Q&A with Valerie Murray of Murraymere Farms
What is Murraymere Farm’s history?
We are a fourth-generation family-owned farm just south of Powell, Wyoming, on the Willwood. In 1914, our great-grandparents arrived by train from Missouri. Our great-grandfather, Earl, added the “mere” to “Murray,” which means “green pastures,” according to Scottish tradition. They started with nothing but sagebrush and now we are on our 104th crop year in Wyoming on pristine irrigated ground.
How did you get involved with the Wyoming trade mission?
Recently, I was approached by Rep. David Northrup asking if we had any beef ready for processing for a potential buyer in Taiwan. They requested beef samples be sent over to Taipei prior to the event in October. The timing was right; we did have cattle ready, so we jumped at the opportunity.
Is there a market for American beef in Taiwan?
There appears to be. According to articles I have read in Beef Magazine, incomes are rising in southeast Asia, and around the world. With that comes a growing taste for high-quality American beef and ag products. They also say the United States leads the world in efficient ag production and must continue to meet the global demand for high-quality food. The base demand for international beef is growing and it’s looking very solid according to research done by R-Calf USA.
What does that mean for Wyoming, specifically?
This is where I feel Wyoming is uniquely positioned to benefit from this supply chain.

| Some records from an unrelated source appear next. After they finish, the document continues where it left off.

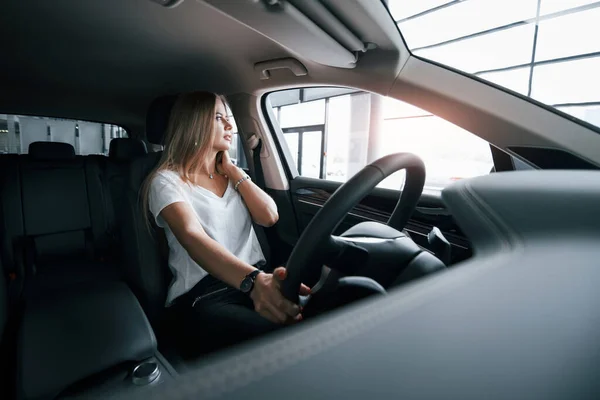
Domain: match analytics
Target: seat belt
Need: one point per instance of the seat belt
(259, 179)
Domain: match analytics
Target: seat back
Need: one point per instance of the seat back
(144, 255)
(145, 250)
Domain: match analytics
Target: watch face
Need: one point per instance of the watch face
(246, 285)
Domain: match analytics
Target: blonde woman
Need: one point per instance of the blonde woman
(206, 206)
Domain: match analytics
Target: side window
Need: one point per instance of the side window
(17, 132)
(333, 133)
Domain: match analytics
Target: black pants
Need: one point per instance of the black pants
(214, 315)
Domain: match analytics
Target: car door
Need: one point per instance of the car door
(325, 135)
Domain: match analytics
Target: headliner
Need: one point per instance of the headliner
(93, 59)
(106, 60)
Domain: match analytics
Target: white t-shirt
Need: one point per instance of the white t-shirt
(225, 219)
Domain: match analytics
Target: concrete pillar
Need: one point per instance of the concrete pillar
(360, 107)
(13, 140)
(376, 146)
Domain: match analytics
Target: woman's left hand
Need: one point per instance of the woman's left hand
(226, 165)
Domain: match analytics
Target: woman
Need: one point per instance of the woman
(206, 206)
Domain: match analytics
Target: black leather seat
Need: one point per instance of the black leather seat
(76, 317)
(146, 253)
(66, 236)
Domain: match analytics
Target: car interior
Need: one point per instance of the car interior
(486, 302)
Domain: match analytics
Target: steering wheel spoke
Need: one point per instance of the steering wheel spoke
(316, 244)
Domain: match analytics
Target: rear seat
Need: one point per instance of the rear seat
(121, 153)
(64, 219)
(58, 239)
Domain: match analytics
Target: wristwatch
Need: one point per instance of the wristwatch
(248, 281)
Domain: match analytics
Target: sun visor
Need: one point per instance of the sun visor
(324, 39)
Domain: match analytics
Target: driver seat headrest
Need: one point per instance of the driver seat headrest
(157, 118)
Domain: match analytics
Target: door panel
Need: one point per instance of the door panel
(309, 195)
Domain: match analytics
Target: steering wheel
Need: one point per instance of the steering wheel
(316, 242)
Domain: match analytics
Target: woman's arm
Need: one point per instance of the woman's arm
(223, 265)
(261, 206)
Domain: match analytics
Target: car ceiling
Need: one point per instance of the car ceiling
(106, 60)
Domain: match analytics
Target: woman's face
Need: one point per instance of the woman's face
(222, 128)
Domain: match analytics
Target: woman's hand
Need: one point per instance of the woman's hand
(226, 166)
(270, 303)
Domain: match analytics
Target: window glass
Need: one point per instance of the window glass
(589, 114)
(570, 35)
(17, 132)
(302, 114)
(407, 8)
(553, 6)
(362, 127)
(464, 18)
(497, 40)
(515, 79)
(495, 50)
(567, 82)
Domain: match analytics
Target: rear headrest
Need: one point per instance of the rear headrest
(126, 149)
(157, 118)
(51, 151)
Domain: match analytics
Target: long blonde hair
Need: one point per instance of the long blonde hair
(188, 140)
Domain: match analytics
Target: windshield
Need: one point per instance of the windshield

Wyoming has an enormous cattle and agriculture industry, but we are all at the mercy of the big corporations that pay less for our high-quality products, especially our top-notch beef because we are so remote. Wyoming beef producers have no other option than to deliver or process our meat in mass quantities, so we are left with trucking them out of state. We at Murraymere truck our animals at least 500 miles away, which is both costly and hard on the cattle to be on the truck that long. The cost to deliver is rising and the profit margin for the producer is barely at the break-even point at the current market, causing feeders to go out of business. This is devastating and damaging to all Wyoming agriculture.
If Wyoming could build face-to-face relations and trust with Taiwan buyers, plus prove our quality of beef, the Wyoming beef market would hopefully have an opportunity to start a large packing plant right here in Wyoming. That would give the producers the potential to cut out the middle man and increase profitability. It would also bring more jobs to our state and hopefully boost the Wyoming economy for everyone.
You are headed to Taiwan with the trade mission in October. How are you feeling about seeing your beef being served on the other side of the Earth?
I am thrilled to be attending the beef-to-Taiwan trade mission in Taipei representing our Wyoming beef industry and agriculture. I am so excited and proud knowing we, Murraymere Farms, were able to furnish the first samples to be sent to Taipei.